Wright moved back to Wisconsin in 1911. His son, David Wright, says in The Master Architect: "Father left the Oak Park home about 1911 dedicated to architecture...And established his home at Taliesin, Wisconsin [near Spring Green]."

Wright traveled a great deal throughout his life, spending 1916-1922, for example, working on the Imperial Hotel in Japan. But his Taliesin studio would remain a treasured base.

Back in Wisconsin in 1932, Wright opened a Taliesin Fellowship with 30 apprentices. By this time, Wright was 65 -- the age most people retire. Wright, on the other hand, was just getting started. "Fallingwater" and the Johnson Wax administration building came out of the Fellowship, and in 1938 Wright found himself on the cover of Time magazine.

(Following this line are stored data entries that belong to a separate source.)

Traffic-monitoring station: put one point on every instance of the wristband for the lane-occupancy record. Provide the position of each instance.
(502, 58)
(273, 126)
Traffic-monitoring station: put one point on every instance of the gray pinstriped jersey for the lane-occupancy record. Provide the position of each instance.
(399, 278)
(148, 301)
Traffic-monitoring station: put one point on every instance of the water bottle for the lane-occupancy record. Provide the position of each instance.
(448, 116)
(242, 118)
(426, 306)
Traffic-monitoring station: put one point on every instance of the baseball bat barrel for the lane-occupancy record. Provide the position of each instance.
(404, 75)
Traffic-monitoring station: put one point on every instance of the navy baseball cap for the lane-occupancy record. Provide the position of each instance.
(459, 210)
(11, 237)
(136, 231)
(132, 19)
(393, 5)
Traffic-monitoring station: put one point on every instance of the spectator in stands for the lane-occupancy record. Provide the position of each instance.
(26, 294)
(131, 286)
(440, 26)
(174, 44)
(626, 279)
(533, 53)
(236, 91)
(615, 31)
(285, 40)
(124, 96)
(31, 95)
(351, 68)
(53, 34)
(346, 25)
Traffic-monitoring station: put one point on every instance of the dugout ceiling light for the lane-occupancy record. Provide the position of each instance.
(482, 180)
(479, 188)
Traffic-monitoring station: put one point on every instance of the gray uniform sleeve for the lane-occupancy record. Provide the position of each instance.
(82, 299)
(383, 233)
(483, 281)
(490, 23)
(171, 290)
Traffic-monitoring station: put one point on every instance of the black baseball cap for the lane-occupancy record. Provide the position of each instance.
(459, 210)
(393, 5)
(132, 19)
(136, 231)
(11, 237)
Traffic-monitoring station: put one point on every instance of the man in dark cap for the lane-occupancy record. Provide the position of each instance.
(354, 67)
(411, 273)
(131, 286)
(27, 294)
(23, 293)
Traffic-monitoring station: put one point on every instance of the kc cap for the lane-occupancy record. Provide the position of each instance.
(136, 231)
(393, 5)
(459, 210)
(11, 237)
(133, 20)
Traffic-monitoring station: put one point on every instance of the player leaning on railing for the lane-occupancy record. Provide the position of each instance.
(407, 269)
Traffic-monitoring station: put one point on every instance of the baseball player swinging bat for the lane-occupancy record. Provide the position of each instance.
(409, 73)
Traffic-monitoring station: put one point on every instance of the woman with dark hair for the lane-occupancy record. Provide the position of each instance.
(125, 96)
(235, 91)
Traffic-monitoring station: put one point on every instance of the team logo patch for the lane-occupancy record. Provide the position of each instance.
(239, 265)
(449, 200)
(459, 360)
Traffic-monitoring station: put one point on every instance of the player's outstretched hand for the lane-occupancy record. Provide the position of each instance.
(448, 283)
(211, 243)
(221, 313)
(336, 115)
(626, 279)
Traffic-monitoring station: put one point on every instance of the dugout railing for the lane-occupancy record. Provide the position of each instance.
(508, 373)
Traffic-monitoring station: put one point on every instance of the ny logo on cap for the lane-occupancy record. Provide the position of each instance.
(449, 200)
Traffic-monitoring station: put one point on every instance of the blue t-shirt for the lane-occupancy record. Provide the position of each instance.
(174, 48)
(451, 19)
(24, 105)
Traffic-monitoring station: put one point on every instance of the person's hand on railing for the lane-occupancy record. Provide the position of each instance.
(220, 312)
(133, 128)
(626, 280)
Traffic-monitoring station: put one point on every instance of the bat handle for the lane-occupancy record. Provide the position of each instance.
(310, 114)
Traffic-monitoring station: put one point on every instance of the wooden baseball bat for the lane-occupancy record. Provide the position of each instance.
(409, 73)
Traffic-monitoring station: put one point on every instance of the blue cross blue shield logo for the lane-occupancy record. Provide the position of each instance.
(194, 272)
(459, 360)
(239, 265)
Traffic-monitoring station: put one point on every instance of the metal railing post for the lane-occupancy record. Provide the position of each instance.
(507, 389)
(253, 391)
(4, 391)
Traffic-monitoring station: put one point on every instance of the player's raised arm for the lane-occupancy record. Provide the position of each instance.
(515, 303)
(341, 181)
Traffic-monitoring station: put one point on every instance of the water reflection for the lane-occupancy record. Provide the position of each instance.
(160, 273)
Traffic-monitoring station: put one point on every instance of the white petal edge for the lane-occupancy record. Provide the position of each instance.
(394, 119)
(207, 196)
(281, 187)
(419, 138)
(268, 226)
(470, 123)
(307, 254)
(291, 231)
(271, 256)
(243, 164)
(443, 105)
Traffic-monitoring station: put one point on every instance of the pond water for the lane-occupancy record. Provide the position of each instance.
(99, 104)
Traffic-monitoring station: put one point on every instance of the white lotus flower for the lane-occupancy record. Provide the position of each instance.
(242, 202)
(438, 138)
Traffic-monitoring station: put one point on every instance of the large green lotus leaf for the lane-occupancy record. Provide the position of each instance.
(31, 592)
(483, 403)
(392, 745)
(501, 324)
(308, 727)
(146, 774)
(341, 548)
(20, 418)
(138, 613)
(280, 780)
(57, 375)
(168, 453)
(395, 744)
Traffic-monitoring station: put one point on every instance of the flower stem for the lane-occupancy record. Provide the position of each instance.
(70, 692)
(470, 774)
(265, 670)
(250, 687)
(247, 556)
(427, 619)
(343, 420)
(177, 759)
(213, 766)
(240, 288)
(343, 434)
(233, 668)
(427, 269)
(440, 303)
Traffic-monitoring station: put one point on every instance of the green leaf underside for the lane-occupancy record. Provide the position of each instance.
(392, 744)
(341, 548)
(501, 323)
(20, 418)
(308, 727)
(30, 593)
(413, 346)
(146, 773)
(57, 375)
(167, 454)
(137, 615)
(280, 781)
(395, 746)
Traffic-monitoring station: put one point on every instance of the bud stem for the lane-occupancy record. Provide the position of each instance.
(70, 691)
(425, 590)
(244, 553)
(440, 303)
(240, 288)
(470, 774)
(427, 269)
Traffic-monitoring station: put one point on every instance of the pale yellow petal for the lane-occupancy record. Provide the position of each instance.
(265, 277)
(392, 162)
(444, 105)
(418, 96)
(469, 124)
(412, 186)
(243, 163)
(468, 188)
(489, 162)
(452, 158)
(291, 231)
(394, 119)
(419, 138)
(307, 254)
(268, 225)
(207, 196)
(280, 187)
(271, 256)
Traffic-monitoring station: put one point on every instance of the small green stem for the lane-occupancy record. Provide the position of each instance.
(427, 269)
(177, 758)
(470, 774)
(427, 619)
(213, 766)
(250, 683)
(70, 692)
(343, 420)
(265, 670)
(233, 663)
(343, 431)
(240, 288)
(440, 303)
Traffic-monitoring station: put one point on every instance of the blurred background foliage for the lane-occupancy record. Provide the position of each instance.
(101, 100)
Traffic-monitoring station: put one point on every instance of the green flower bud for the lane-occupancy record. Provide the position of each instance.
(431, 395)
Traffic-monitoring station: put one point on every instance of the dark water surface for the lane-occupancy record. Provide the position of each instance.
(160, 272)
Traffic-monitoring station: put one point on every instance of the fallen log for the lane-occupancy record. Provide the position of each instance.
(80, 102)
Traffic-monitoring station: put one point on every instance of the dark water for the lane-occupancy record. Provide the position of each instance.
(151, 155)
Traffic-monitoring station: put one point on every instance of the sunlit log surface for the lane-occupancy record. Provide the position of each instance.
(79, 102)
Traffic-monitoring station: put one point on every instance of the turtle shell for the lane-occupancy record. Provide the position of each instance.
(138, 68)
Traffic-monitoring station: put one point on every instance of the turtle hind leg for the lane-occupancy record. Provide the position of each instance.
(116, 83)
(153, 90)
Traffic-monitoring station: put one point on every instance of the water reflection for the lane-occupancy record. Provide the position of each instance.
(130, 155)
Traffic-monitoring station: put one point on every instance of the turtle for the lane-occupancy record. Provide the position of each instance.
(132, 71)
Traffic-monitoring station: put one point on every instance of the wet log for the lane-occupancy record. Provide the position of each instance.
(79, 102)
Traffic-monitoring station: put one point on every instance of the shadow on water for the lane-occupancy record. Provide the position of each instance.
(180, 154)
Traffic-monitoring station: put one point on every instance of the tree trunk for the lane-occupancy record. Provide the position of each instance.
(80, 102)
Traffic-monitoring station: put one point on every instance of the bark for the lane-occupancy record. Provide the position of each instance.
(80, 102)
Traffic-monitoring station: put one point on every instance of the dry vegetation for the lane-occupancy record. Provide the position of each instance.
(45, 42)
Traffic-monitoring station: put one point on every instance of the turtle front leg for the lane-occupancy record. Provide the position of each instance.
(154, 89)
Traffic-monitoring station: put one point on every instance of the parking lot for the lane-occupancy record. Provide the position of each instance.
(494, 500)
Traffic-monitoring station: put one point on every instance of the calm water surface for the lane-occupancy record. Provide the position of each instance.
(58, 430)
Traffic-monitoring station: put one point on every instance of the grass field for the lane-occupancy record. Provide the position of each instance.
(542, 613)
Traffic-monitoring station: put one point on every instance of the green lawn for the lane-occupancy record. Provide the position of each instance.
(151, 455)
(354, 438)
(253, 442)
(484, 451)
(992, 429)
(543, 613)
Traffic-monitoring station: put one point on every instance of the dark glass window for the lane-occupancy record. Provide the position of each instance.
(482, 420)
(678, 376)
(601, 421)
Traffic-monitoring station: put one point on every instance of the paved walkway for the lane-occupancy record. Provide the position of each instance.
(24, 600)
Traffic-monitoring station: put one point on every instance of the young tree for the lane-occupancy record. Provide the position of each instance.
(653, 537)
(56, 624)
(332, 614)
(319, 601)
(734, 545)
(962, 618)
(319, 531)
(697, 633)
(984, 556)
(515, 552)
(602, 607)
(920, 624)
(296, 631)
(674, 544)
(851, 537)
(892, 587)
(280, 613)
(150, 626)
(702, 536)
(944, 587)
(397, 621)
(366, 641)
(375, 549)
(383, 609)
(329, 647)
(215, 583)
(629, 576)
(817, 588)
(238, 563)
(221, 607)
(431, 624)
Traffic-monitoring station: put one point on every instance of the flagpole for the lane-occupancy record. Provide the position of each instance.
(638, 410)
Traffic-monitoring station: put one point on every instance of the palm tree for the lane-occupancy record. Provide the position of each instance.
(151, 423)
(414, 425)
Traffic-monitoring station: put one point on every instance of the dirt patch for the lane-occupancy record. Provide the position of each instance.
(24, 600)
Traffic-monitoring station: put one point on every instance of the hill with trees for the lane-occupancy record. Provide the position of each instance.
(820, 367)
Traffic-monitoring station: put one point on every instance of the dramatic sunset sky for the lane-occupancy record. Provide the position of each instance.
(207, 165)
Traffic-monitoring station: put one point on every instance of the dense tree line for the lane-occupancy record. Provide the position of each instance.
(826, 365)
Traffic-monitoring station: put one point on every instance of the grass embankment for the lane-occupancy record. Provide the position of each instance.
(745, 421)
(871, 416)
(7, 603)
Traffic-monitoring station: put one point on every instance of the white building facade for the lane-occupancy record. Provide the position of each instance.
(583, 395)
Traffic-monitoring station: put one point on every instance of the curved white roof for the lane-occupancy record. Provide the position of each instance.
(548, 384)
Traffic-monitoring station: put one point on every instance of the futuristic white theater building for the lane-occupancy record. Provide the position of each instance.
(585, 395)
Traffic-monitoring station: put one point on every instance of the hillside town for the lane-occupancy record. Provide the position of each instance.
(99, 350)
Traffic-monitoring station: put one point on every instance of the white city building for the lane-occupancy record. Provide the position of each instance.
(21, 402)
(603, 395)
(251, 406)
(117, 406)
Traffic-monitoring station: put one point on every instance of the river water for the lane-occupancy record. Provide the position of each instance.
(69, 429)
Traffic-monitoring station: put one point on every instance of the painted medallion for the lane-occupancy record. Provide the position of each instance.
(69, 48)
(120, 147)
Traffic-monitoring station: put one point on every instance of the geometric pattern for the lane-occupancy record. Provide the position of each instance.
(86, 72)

That year -- 1938 -- is of great significance for Wright, Madison, and Monona Terrace. It was in that year the architect first proposed a design for what eventually became Monona Terrace.

The New York Times took note of the center's tumultuous history in a 1995 story:

"Wright, who lived [in Madison] from age 11 to 19, planned 32 buildings in the city during his career. Of the nine that were built, eight remain, including a Prairie House, the Unitarian church and the first Usonian, Wright's prototype economy house for the American middle class, built for a newspaper reporter in 1936 for $5,000.

"But one plan for Madison stood out not just for the ambition of its design but for the legendary battles it created. Monona Terrace, a project unveiled in 1938, was a grand vision of towers, fountains and terraces rising from the shores of Lake Monona in the shadow of the Capitol."